Hence, Manson gets no elaborate introduction (although, I inadvertently gave him a brief one just now), but if an introduction and history is what you seek then you can simply sit down and take a gander at House of Manson which more than covers Manson’s life and machinations. Written and directed by Brandon Slagle, the director of Dead Sea. Slagle takes an interested look at Charles Manson (played by Ryan Kiser), focusing on the person and his ideological tendencies taking us on a journey through the swinging 60s all the way through the death of the Peace and Love Era, with the Tate-LaBianca murders.
The film focuses on the life of Charles Manson, recalling his past as a troubled child, one who would end caught up in a perpetual quagmire within the law. As a “prophet” to the outcasts and hippies of the 60s, and his subsequent followers in the Manson Family, Manson seems to find the home and family that he has been searching for as the leader of the cult. We get a glimpse at not just Manson’s life, but his ideology as well, most famously, “Helter Skelter” his so-called inevitable race war that was supposed to germinate from the Tate-LaBianca murders, illustrating Manson’s influence.
Instead of focusing on the horrendous crimes, Slagle directs his focus to the person in this sprawling and epic bio-pic. Slagle peels the layers of a seemingly normal man and his deranged ideology, revealing the complications of a troubled mind. The film seeks for a quasi-psychoanalysis of the figure, placing clues from his life as possible reasons for Manson’s behavior and thought.
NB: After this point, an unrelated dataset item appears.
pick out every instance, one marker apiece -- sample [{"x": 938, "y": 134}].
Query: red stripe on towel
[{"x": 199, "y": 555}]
The film allows a window into the life of Manson– a panoramic view of the man’s life– connecting the dots and allowing the viewer to decide where it all went wrong for him.
House of Manson, is an interesting foray into one of America’s most notorious criminals and fans of the subject will undoubtedly be pleased. Despite our prior knowledge of the infamous murders, the killings manage to be unnerving and visceral, and Slagle depicts them with unrelenting accuracy and ferocity. The film’s climax exposes the power of influence and the horrendous indifference and brutality in the crimes that shocked the world.